We proceeded at a swinging walk, Hewitt whistling gaily. Soon we turned the bend, and saw that the large object was a travelling van drawn up with two others on a space of grass by the side of the lane. It was a gipsy encampment, the caravan having apparently only lately stopped, for a man was still engaged in tugging at the rope of a tent that stood near the vans. Two or three sullen-looking ruffians lay about a fire which burned in the space left in the middle of the encampment. A woman stood at the door of one van with a large kettle in her hand, and at the foot of the steps below her a more pleasant-looking old man sat on an inverted pail. Hewitt swung towards the fire from the road, and with an indescribable mixture of slouch, bow, and smile addressed the company generally with "Kooshto bock, pals!"[1]
The men on the ground took no notice, but continued to stare doggedly before them. The man working at the tent looked round quickly for a moment, and the old man on the bucket looked up and nodded.
Quick to see the most likely friend, Hewitt at once went up to the old man, extending his hand, "Sarshin, daddo?" he said; "Dell mandy tooty's varst."[2]
The old man smiled and shook hands, though without speaking. Then Hewitt proceeded, producing the flat bottle of whisky, "Tatty for pawny, chals. Dell mandy the pawny, and lell posh the tatty."[3]

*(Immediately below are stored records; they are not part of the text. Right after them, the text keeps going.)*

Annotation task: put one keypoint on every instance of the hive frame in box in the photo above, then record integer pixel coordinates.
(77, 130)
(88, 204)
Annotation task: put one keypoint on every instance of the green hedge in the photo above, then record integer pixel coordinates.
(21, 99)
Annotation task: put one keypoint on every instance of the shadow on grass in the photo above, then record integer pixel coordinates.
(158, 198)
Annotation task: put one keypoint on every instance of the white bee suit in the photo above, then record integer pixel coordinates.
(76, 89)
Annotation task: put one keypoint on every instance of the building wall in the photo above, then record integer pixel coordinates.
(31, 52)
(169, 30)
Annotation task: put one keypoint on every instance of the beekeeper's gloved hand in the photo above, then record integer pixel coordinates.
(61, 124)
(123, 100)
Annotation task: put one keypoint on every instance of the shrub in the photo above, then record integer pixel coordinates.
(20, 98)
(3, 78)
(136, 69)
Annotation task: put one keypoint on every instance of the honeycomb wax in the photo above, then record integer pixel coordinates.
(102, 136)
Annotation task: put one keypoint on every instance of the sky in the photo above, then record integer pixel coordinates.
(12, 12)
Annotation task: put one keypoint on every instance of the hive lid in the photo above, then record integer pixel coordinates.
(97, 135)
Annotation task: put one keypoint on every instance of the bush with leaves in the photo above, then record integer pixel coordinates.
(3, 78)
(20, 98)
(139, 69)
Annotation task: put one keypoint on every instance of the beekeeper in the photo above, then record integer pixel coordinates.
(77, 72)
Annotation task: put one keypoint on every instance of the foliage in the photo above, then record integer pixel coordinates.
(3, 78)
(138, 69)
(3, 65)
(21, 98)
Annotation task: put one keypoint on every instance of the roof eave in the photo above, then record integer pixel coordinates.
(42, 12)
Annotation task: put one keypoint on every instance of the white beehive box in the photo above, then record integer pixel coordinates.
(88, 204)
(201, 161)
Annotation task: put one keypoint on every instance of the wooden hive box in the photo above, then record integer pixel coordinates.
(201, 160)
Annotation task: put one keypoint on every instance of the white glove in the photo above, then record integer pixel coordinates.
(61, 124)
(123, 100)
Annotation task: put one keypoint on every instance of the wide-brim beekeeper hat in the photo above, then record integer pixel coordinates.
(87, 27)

The whisky did it. We were Romany ryes in twenty minutes or less, and had already been taking tea with the gipsies for half the time. The two or three we had found about the fire were still reserved, but these, I found, were only half-gipsies, and understood very little Romany. One or two others, however, including the old man, were of purer breed, and talked freely, as did one of the women. They were Lees, they said, and expected to be on Wirksby racecourse in three days' time. We, too, were pirimengroes, or travellers, Hewitt explained, and might look to see them on the course.